Pluto may no longer be a planet, as far as Neil deGrasse Tyson is concerned — but it's still pretty cool.
The New Horizons mission to visit the dwarf planet is "a triumph of engineering and the laws of physics," the famed astrophysicist told NBC Nightly News anchor Lester Holt on Tuesday, comparing the feat to "threading a needle from New York to Los Angeles."
NASA's New Horizons probe flew past Pluto on Tuesday morning, completing a 3 billion-mile journey that began more than nine years ago. The spacecraft already has sent back the most detailed images of the dwarf planet ever recorded. The mission team is now waiting for signals from New Horizons to reach Earth on Tuesday night to confirm the probe completed its journey.
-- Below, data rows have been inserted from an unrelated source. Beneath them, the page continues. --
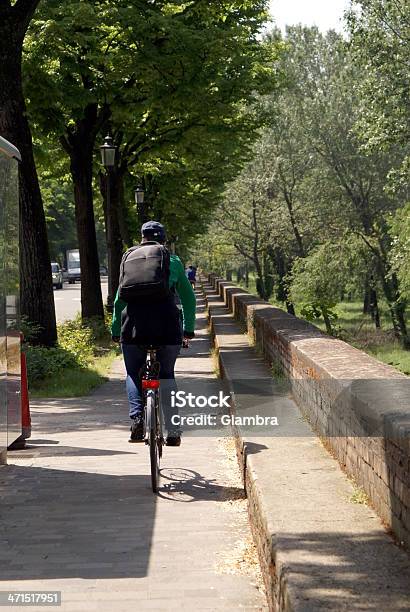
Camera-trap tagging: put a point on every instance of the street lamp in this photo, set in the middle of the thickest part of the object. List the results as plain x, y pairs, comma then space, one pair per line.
139, 194
108, 150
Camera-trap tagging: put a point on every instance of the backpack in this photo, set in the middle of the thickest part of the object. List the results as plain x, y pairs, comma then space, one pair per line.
144, 273
191, 274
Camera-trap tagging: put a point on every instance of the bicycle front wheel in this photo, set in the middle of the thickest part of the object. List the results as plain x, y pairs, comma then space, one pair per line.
153, 440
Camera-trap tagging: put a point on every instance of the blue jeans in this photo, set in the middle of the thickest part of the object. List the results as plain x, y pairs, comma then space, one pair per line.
134, 358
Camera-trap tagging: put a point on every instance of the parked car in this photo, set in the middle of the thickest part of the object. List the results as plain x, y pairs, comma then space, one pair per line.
73, 265
57, 275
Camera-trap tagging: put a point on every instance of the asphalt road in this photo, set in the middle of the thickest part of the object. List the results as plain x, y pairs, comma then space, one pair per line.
68, 299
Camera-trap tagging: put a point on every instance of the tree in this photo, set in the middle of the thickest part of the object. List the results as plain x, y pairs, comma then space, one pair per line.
324, 78
37, 302
150, 71
380, 32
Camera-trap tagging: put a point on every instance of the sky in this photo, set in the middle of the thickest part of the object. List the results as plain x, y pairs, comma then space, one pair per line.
326, 14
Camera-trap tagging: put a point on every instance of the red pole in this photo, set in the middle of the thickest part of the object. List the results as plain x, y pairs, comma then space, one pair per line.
25, 404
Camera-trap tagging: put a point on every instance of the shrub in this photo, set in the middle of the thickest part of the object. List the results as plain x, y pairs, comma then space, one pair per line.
75, 348
45, 362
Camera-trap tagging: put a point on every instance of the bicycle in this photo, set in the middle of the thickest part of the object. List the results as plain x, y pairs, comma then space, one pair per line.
153, 433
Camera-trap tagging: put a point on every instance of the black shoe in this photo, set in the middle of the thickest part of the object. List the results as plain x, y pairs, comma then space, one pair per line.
173, 439
137, 430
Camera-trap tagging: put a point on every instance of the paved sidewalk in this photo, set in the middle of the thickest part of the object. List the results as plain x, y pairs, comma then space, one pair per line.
320, 549
78, 514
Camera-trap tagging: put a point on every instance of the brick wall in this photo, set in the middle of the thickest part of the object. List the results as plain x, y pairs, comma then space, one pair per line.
358, 405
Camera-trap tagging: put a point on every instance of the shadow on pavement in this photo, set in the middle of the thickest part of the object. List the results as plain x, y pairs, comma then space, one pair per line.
74, 524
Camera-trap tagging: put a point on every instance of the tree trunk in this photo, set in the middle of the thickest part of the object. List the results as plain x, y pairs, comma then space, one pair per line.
366, 299
329, 328
247, 275
36, 289
282, 291
81, 158
124, 229
110, 186
374, 308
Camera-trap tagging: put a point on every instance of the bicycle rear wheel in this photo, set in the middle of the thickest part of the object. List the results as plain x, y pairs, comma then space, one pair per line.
153, 441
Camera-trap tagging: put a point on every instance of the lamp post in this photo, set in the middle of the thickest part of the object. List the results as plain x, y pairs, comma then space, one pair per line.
139, 195
108, 151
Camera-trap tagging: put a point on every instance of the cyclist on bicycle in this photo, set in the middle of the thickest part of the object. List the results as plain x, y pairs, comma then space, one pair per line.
191, 275
153, 321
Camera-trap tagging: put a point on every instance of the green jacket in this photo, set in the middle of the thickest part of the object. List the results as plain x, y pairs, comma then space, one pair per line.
177, 281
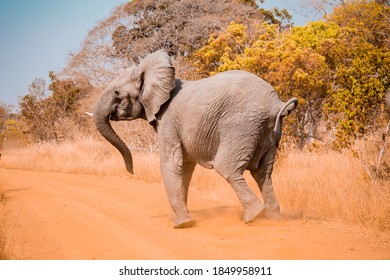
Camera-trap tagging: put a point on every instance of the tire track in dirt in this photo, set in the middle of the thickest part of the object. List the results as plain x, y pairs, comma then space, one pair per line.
68, 216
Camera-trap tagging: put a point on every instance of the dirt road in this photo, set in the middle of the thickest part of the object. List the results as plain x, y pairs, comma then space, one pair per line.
66, 216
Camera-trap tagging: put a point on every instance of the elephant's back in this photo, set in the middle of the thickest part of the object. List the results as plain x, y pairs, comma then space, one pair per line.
212, 112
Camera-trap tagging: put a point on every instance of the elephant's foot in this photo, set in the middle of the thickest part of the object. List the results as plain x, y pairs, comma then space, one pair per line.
273, 211
184, 222
253, 212
273, 214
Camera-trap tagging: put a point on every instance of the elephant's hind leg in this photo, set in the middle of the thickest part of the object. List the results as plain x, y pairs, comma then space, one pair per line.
253, 207
176, 179
262, 175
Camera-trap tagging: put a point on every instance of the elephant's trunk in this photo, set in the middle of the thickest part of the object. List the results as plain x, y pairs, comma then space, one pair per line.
101, 117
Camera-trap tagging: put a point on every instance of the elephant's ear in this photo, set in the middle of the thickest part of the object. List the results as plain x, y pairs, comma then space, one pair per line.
157, 78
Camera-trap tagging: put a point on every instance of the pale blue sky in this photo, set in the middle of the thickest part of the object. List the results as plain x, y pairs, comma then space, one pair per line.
36, 37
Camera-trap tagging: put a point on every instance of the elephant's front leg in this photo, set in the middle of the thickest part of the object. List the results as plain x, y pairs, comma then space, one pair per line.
176, 186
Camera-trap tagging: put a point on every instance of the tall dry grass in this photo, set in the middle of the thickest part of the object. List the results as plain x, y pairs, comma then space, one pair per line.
322, 185
3, 251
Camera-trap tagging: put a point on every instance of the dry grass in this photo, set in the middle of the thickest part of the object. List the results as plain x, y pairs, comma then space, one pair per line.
327, 185
331, 186
3, 251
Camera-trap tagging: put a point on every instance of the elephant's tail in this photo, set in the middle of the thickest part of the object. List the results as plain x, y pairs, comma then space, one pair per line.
287, 108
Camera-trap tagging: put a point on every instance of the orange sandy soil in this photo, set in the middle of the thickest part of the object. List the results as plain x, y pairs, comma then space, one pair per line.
69, 216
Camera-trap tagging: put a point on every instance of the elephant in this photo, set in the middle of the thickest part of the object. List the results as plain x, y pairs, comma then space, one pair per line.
229, 122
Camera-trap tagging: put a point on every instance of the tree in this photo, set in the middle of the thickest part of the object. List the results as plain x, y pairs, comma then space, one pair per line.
49, 114
337, 71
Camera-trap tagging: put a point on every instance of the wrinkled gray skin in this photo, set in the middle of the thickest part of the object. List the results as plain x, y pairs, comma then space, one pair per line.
387, 101
230, 122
Despite challenges from other scientists, Tyson, who serves as director of the Hayden Planetarium and hosts "StarTalk" on the National Geographic Channel, insists that Pluto is not a planet.
Instead, it should be called a "dwarf planet," according to Tyson and the International Astronomical Union, because its gravitational influence isn't strong enough to clear other objects out of the neighborhood of its orbit.
Just because it orbits the sun, like Earth, doesn't mean that Pluto is a planet. "Yes, it revolves around the same sun, but while it does that it crosses the orbit of Neptune for 20 years out of its 248-year orbit," he told NBC Nightly News.
"No other planet does that. It's embarrassing," he joked.
Pluto is also really small — new data from New Horizons puts its diameter at 2,370 kilometers (1,473 miles). Tyson referred to Pluto and its moon, Charon, as a "double dwarf planet system": Charon and Pluto are close enough in mass that they circle a center of gravity situated between the two bodies — an arrangement that Tyson likened to a "cosmic ballet."
Although he has qualms about Pluto's planethood, Tyson is pumped up about the images coming in from New Horizons.
"I feel the excitement because it is an object in our distant backyard that we have never seen up close before," Tyson said. "I'd be excited about that no matter what the object is."
And Tyson couldn't resist sharing at least one mind-blowing fact about Pluto.
"It was discovered in 1930," he said. "You do the math — it's only completed about a third of its orbit since it was discovered. It hasn't even made one full trip around the sun."